In 2006, Austen wrote Boys of Summer, an English language adult-themed manga illustrated by Hiroki Otsuka and published by TokyoPop. Copies of the first volume were pulled from a number of bookstores in May that year due to its graphic content. Publishers Weekly named Boys of Summer one of the Top Ten manga/manhwa of 2006, calling it both "a titillating and edgy reading experience." Subsequent news reports indicated that the series had been cancelled even though the other two volumes were completed and both creators had been paid for the work.

Austen spent most of the 2010s working in various capacities in animation on such shows as The Cleveland Show, Steven Universe, Dawn of the Croods and The Adventures of Rocky and Bullwinkle. Most recently, he served as the co-showrunner on She-Ra and the Princesses of Power.

In 2007, Austen released his first prose novel, Like Warm Sun on Nekkid Bottoms. In 2011, writing as Charles Olen Austen, he released the three-book series Pride and Nakedness, followed by Something Old, Something New in 2013.

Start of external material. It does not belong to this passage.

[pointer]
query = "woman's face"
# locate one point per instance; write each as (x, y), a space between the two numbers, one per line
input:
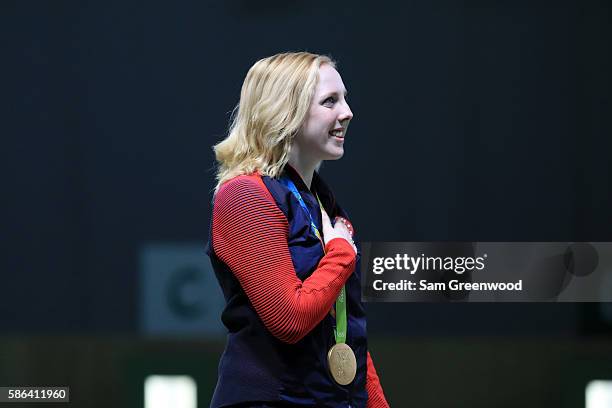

In 2020, Austen returned to comics with Edgeworld, a five-part series with artist Pat Oliffe, published digitally via Comixology.

==Reception==
During his stint at the Big Two, Austen used the expression "Seven Deadly Trolls". In Austen's point of view, there was a small group of people, not representative of the wider comics readership, that used internet message boards, blogs and newsgroups to attack him on a professional and personal level. Austen has stated that he received death threats from fans and had certain comic book store owners refuse to stock any comics written by him. He also admitted to taking online criticism of his work personally, and made a decision to stop doing interviews in August 2003. In a 2004 interview, Austen explained that decision as a result of a "bad day".

==Influences==
Austen has expressed admiration towards such comic book creators as Brian Michael Bendis, Paul Jenkins, Bill Sienkiewicz, J. Michael Straczynski, Ron Garney, Bret Blevins, J. H. Williams III, Al Williamson, John Romita, Sr., Rumiko Takahashi, Katsuhiro Otomo and Mitsuru Adachi.

==Techniques==
Austen creates his art digitally, using mostly Macs and sometimes PCs. He utilizes a variety of programs including Ray Dream Studio and 3D Studio Max to compose scenes which he then finishes in Photoshop.

==Personal life==
Austen is divorced. He has two daughters and a son.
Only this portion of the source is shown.